Color Doppler, which maps blood flow, adds another layer. Malignant tumors often recruit new, disorganized blood vessels in the center of the mass, producing strong blood flow with low resistance. Benign masses tend to have blood flow only at the edges or none at all. A standardized system called IOTA Simple Rules helps doctors apply these criteria consistently so that fewer women are sent for unnecessary surgery.
Additional Imaging: CT and MRI
If ultrasound findings are suspicious, a CT scan of the abdomen and pelvis is typically the next step. CT helps determine whether cancer has spread beyond the ovaries to the lymph nodes, liver surface, or lining of the abdomen. MRI is sometimes used when ultrasound results are ambiguous, because it can distinguish between different types of tissue inside a mass with greater precision. Neither scan replaces the need for a tissue sample, but both help surgeons plan the operation and stage the disease.
Surgical Biopsy: The Only Definitive Test
The only way to confirm ovarian cancer is to remove tissue and examine it under a microscope. Unlike many other cancers, doctors generally avoid using a needle to biopsy a suspicious ovarian mass through the skin or abdomen. Puncturing the cyst wall risks spilling cancer cells into the abdominal cavity, which could spread the disease.
For masses that appear to be early-stage, the standard approach is surgery to remove the affected ovary and fallopian tube. A pathologist examines the tissue during or after the procedure to determine whether it is cancerous, what type of ovarian cancer it is, and how aggressive it looks. In more advanced cases where imaging already shows widespread disease, a diagnostic laparoscopy (a minimally invasive procedure using a small camera) can be used to take biopsies from multiple sites. This helps confirm the diagnosis and determines whether the cancer can be surgically removed in one operation or whether chemotherapy should come first to shrink the tumors.
Genetic Testing
Genetic testing plays two distinct roles in ovarian cancer: assessing inherited risk before cancer develops, and guiding treatment after a diagnosis.

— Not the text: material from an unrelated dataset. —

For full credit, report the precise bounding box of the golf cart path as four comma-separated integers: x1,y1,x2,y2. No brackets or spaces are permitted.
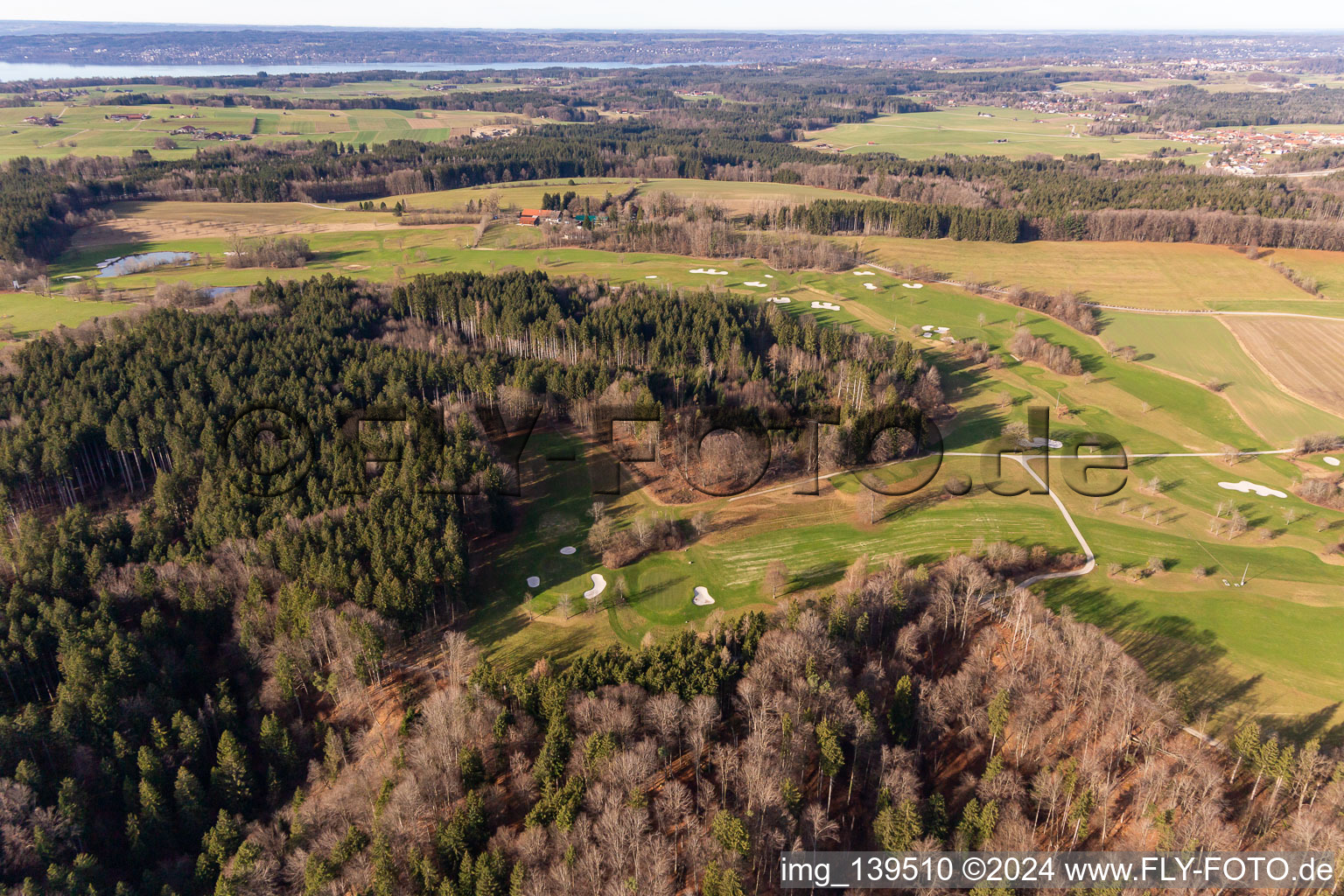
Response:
729,449,1293,588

For risk assessment, testing focuses on changes in the BRCA1 and BRCA2 genes. Women who inherit a harmful change in either gene face a significantly higher lifetime risk of ovarian cancer compared to the general population. Expert groups recommend genetic testing for women who have a family member with a known BRCA change, Ashkenazi Jewish heritage, a personal or family history of breast cancer before age 50, or a family history of ovarian, pancreatic, or aggressive prostate cancer. A genetic counselor typically reviews these factors before any test is ordered.

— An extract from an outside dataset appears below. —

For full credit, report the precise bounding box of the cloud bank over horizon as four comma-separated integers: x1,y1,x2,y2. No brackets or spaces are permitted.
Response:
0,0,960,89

After an ovarian cancer diagnosis, tumors are often tested for BRCA changes and other genetic markers because the results can determine eligibility for targeted therapies. If a BRCA change shows up in the tumor itself, the next question is whether the patient inherited it or whether it arose only in the cancer cells. That distinction matters for the patient’s relatives, who may want to know their own risk.

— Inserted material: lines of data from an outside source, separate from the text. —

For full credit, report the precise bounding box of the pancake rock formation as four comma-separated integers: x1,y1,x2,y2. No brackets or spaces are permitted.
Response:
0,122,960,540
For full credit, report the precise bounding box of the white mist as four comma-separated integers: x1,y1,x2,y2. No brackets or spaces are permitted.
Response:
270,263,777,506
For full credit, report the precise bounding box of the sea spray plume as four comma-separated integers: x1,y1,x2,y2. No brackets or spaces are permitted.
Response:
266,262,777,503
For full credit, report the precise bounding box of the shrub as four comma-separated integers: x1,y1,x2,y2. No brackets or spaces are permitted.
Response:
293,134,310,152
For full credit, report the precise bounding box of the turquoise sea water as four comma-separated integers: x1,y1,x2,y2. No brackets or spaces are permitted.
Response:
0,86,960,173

What Symptoms Prompt Testing
Because there is no effective screening program, recognizing symptoms is the most common path to diagnosis. The symptoms are notoriously vague, which is part of why ovarian cancer is often caught at later stages. Persistent bloating that doesn’t come and go with your menstrual cycle, feeling full quickly when eating, pelvic or abdominal pain, and needing to urinate more frequently or urgently are the four most commonly reported. “Persistent” is the key word. These symptoms happen to nearly everyone occasionally. When they are new, occur almost daily, and last more than two to three weeks, that pattern warrants a visit to your doctor, who can order a CA-125 and ultrasound as a first step.